UNC Greensboro researchers and child care professionals know that inclusive opportunity for intellectual stimulation begins long before elementary school, and that the best opportunities occur through a multiplicity of sensory experiences that encourage make-believe.
This knowledge is the source of a project recently completed by Kathy Spivey, a teacher at UNCG’s Child Care Education Program and a master’s student in UNCG’s Birth through Kindergarten Interdisciplinary Studies in Education and Development Program, offered jointly through the Department of Specialized Education Services in the School of Education and the Department of Human Development and Family Studies in the School of Health and Human Sciences.
With the understanding that outdoor play reduces stress and increases confidence in young children, Spivey developed a plan to enhance the outdoor area at UNCG’s Child Care Education Program by building a sensory garden that would give children more opportunities to create and lead their own play.
“Sensory gardens are known to help children with and without disabilities with tactile stimulation, improving sensory integration and processing skills,” Spivey observed in her proposal.

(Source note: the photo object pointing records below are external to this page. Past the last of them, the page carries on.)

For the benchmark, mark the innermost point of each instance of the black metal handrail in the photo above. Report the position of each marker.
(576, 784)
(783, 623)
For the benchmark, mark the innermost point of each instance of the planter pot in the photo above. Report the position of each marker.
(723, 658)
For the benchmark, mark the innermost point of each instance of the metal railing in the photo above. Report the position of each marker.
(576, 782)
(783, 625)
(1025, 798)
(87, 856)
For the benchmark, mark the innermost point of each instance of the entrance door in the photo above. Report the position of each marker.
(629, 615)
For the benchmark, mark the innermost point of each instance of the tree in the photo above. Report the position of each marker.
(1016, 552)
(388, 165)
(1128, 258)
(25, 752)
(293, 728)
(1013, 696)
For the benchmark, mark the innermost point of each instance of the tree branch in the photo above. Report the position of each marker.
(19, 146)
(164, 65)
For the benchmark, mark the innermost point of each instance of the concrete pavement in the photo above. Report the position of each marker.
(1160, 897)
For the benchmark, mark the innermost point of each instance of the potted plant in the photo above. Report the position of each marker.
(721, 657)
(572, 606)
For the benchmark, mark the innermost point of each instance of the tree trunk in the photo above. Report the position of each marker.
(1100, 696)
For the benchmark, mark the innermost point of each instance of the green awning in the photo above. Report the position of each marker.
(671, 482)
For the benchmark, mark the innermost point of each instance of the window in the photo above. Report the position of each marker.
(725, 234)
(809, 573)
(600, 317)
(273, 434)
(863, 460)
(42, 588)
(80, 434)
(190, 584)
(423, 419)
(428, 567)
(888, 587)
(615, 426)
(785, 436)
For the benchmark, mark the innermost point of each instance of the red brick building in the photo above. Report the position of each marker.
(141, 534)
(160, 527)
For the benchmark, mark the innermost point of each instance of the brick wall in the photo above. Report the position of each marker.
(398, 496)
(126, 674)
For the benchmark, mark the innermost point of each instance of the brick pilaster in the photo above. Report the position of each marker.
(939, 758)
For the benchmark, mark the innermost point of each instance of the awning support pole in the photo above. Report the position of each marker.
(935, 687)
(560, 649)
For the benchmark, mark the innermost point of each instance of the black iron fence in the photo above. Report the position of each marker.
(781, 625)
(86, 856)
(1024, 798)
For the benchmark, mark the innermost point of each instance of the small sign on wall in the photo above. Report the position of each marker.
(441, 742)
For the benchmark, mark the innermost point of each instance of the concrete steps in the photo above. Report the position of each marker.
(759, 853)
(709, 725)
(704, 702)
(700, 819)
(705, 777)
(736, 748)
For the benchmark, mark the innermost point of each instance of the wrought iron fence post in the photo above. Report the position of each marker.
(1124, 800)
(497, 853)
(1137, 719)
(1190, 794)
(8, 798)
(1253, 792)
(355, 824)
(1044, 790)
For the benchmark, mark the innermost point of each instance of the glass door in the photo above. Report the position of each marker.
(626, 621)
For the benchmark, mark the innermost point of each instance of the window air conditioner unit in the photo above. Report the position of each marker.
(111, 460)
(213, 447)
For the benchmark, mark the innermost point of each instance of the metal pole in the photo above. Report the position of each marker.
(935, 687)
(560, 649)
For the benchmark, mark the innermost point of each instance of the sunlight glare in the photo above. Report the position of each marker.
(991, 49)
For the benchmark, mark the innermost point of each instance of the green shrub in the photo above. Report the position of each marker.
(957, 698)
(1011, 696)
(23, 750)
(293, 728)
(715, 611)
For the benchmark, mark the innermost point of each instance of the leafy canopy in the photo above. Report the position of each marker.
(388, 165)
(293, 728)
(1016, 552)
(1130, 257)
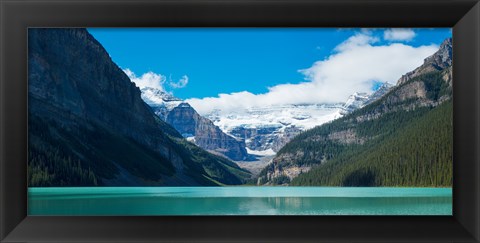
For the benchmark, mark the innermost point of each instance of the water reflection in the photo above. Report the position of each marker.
(148, 205)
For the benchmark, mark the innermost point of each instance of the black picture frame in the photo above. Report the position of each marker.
(462, 15)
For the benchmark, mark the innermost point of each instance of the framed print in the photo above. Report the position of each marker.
(240, 121)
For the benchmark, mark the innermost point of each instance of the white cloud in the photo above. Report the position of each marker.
(149, 79)
(399, 34)
(181, 83)
(354, 67)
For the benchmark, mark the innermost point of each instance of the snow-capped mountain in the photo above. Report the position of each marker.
(267, 129)
(263, 130)
(359, 100)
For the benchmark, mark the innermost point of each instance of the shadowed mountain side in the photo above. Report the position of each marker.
(89, 126)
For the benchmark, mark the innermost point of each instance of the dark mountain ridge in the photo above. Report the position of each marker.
(89, 126)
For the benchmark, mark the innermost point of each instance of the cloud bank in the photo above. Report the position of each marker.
(356, 65)
(155, 80)
(399, 34)
(149, 79)
(181, 83)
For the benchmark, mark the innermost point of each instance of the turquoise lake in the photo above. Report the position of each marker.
(127, 201)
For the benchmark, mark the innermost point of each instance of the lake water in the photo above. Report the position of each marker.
(239, 201)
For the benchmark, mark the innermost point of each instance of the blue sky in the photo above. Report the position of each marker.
(227, 60)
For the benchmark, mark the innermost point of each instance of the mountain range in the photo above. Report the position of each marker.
(88, 124)
(403, 138)
(256, 131)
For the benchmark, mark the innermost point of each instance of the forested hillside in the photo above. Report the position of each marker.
(402, 139)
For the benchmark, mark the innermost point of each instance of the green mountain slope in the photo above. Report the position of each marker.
(418, 153)
(89, 126)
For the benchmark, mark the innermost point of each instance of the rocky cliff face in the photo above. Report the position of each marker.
(194, 127)
(204, 133)
(440, 60)
(83, 108)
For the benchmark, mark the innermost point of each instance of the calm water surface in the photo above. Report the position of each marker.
(239, 201)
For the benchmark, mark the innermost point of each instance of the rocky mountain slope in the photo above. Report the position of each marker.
(194, 127)
(351, 151)
(88, 124)
(262, 131)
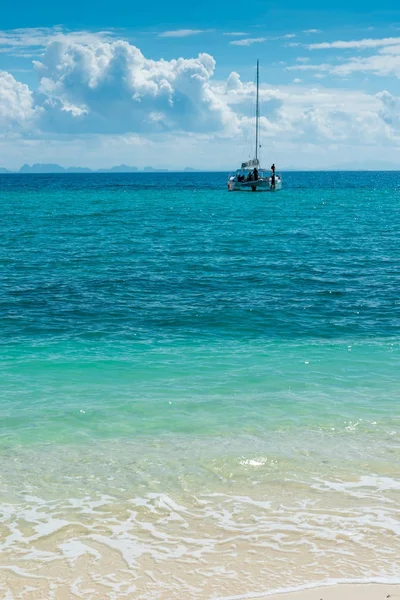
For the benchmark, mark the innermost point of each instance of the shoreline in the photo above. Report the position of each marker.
(345, 590)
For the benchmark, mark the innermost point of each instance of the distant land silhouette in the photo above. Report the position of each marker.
(54, 168)
(377, 165)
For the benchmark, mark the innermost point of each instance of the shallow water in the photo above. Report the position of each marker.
(199, 390)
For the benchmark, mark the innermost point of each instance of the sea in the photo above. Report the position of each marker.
(199, 390)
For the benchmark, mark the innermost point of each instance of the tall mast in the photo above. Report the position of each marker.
(257, 107)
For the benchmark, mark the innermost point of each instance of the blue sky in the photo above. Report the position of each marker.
(173, 85)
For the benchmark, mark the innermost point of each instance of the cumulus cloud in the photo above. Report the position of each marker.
(113, 87)
(110, 90)
(247, 41)
(17, 109)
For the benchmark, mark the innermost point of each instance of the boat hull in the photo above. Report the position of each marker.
(261, 185)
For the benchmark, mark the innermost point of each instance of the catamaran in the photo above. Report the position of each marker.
(251, 177)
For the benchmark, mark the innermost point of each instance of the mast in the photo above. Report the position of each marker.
(257, 106)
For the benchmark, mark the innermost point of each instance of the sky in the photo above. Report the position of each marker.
(172, 85)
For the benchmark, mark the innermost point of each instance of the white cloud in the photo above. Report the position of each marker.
(235, 33)
(113, 87)
(16, 103)
(19, 41)
(355, 44)
(385, 63)
(247, 41)
(182, 32)
(134, 106)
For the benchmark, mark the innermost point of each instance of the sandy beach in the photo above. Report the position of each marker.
(376, 591)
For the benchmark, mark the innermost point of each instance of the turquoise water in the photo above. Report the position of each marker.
(162, 336)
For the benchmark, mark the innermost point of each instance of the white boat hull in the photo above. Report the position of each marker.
(260, 185)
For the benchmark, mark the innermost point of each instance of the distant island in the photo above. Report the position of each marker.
(49, 168)
(54, 168)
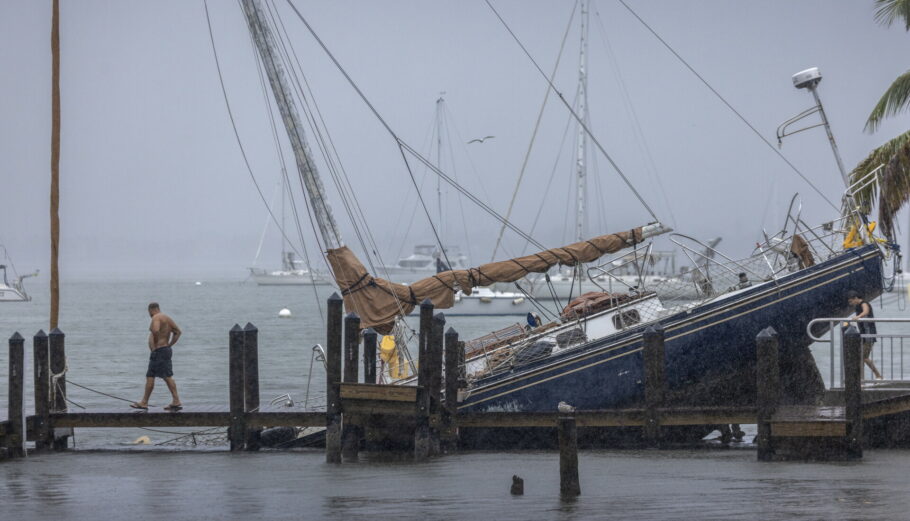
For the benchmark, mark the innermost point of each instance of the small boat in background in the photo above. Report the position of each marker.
(13, 291)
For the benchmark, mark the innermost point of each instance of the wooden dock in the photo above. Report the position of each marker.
(426, 414)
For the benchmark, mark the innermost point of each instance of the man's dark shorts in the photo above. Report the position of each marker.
(160, 363)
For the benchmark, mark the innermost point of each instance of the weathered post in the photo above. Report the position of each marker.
(350, 431)
(767, 373)
(41, 360)
(568, 456)
(332, 379)
(449, 437)
(422, 432)
(251, 381)
(853, 391)
(57, 362)
(16, 434)
(654, 363)
(235, 387)
(369, 355)
(435, 350)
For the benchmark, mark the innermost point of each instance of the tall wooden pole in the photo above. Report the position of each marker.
(55, 162)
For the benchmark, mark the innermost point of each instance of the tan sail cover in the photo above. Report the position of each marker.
(378, 301)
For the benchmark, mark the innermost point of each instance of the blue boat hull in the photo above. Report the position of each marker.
(710, 350)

She intended for the garden to be accessible to children with differing abilities, and it would be her capstone project for her internship in inclusive early education, which was to reflect leadership and contribution to community.
In planning and constructing the sensory garden, Spivey not only worked with her advisor Dr. Linda Hestenes and her internship professor, Dr. Susan Kingsley, but also Dr. Judy Kinney in the Department of Community and Therapeutic Recreation, director of UNCG’s Child Care Education Program Dr. Sharon Mims, the grounds crew from UNCG Facilities, cross-campus partners Beyond Academics and the very families whose children would eventually play in the garden, and, perhaps most importantly, the children themselves.